A few of the pupils grumble, as they always do when an essay is assigned. But I don’t have the patience to stand at the front of the classroom and continue talking the entire time about organs, when Azira Sidorov won’t even look at me.
I knew it was a mistake to get involved with someone so innocent, even though I knew she was a masochist. It takes a certain type of masochist to get on board with my level of depravity. And I let my blood lust take control, scaring her away from me for good.

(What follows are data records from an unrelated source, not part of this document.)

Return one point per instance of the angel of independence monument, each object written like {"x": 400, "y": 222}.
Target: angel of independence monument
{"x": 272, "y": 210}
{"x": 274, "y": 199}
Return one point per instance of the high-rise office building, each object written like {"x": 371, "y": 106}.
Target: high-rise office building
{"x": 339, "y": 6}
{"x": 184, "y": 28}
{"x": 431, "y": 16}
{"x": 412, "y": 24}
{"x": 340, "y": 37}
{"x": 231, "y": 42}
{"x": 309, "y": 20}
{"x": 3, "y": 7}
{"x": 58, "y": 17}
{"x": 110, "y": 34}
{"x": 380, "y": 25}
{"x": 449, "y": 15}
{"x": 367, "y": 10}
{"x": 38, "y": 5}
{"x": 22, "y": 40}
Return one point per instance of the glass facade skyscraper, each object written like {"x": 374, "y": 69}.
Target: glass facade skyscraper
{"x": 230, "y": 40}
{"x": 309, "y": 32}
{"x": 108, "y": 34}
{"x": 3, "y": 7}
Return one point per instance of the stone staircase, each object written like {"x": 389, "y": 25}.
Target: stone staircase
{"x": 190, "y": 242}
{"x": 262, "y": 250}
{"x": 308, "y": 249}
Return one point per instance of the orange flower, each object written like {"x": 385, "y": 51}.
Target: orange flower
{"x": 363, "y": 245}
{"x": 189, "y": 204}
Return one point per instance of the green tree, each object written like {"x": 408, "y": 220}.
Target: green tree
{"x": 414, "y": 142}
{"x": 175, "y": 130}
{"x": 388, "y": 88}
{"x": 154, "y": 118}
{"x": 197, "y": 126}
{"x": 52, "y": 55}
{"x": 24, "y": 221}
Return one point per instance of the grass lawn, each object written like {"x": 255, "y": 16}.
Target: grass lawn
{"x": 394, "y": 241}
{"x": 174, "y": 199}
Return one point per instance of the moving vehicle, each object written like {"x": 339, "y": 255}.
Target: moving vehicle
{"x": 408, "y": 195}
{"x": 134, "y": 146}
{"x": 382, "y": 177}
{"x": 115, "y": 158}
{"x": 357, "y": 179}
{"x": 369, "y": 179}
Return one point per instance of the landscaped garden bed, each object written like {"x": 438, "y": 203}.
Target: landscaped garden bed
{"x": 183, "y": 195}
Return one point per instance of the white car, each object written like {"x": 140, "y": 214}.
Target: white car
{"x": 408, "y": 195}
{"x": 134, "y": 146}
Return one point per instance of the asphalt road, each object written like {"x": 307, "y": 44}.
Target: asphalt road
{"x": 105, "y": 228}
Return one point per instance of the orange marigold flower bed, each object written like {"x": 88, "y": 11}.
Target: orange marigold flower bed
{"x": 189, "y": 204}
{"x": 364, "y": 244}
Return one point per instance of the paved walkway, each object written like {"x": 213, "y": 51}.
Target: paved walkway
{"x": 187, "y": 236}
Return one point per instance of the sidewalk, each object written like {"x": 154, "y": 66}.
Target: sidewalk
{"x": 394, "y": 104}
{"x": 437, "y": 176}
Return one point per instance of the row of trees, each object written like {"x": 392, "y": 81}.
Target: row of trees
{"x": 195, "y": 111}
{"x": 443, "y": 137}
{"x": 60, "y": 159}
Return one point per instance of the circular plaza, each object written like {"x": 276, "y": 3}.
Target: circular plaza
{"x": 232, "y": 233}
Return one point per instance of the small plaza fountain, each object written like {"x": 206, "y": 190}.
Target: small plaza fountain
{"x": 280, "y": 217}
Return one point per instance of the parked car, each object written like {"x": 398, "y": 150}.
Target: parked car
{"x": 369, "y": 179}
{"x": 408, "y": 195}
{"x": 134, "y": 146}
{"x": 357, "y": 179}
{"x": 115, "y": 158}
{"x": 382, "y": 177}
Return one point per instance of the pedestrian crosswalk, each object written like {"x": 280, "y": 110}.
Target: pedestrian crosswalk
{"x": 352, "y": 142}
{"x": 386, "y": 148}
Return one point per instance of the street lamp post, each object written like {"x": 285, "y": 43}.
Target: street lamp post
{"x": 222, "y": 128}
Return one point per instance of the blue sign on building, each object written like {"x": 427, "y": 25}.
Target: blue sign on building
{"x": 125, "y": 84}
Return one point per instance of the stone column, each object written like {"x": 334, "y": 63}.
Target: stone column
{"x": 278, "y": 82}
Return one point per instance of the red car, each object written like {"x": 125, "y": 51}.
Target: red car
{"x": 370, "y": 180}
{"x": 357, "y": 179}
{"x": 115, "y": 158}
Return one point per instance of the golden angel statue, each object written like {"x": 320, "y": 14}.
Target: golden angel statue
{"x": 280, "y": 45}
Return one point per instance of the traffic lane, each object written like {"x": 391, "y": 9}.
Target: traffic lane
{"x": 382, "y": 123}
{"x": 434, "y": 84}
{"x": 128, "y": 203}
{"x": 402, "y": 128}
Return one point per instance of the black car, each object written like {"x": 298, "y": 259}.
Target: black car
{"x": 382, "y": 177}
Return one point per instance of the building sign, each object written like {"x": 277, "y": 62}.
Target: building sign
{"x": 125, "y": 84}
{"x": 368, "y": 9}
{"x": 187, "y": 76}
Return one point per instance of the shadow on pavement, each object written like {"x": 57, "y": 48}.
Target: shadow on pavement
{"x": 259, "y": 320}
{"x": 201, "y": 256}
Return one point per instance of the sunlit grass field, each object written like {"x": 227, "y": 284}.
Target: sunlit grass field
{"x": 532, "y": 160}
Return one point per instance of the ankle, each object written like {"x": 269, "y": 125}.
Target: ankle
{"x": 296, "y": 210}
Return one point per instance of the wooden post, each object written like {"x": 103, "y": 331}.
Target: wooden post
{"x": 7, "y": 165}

I should be glad. After all, once I’ve had a woman, I rarely want a repeat of the event, but with Azira, it’s all I’ve been able to think of. Deep down I know it’s because even though Azira was a virgin and completely unaware of her proclivity for pain, I’ve never been with a woman so in rhythm with me.
Fear may have driven her away from me, but not because she was scared of me, but because she didn’t like what she learned about herself. The enjoyment she took from such primal, depraved delights I’ve opened her eyes to is difficult for her to come to terms with.
I sit down behind my desk and pick up the top essay on the pile of junior class essays for torture class I need to mark. However, I can hardly focus on the words in front of me as they all seem to blur together. At this rate, I’ll get nothing done, and it’s all Azira’s fault.
Never have I been so hung up on another human in all my life. I tighten my grasp on the pencil I’m holding as I clench my jaw, wishing I could wash the delightful images of her naked and bloody out of my mind. And then the pencil snaps in half, breaking me out of the angry haze I’d fallen into.
Fuck.
Azira leans toward Nat, and I snap then, knowing I need to speak to her after class before I go insane.
“What exactly is so important that you need to discuss during my class, Miss Sidorov?”
Her head whips toward me and eyes widen. “I apologize, sir. I was just asking Nat a question about the assignment.”
I stand and approach her desk. “Who gave out the assignment?”
“You did.”
I nod. “So, if you have a question about it, who should you ask?”
Her lips purse together as she glares at me. “You.”
“Exactly. Now, what question do you have?”
Her cheeks flush a dark red as she gapes at me. “It’s not important. Nat answered it.”
I narrow my eyes. “So you were lying about having a question relating to the assignment?”
She shakes her head. “No, I told you-”
“I saw you speak, Miss Sidorov, but Miss Gurin didn’t say a word in response before I interrupted you. So either you are lying or somehow you’ve developed telekinetic abilities.”
The class snicker at that.
Her shoulders slump, and she sighs heavily. “Fine, I lied.”
“You will stay behind after class.” I turn away and return to sit behind my desk, feeling relieved that she’s given me the opportunity to force her to be alone with me. I force myself to focus on the essays on my desk and put Azira out of my mind, just for the rest of the period.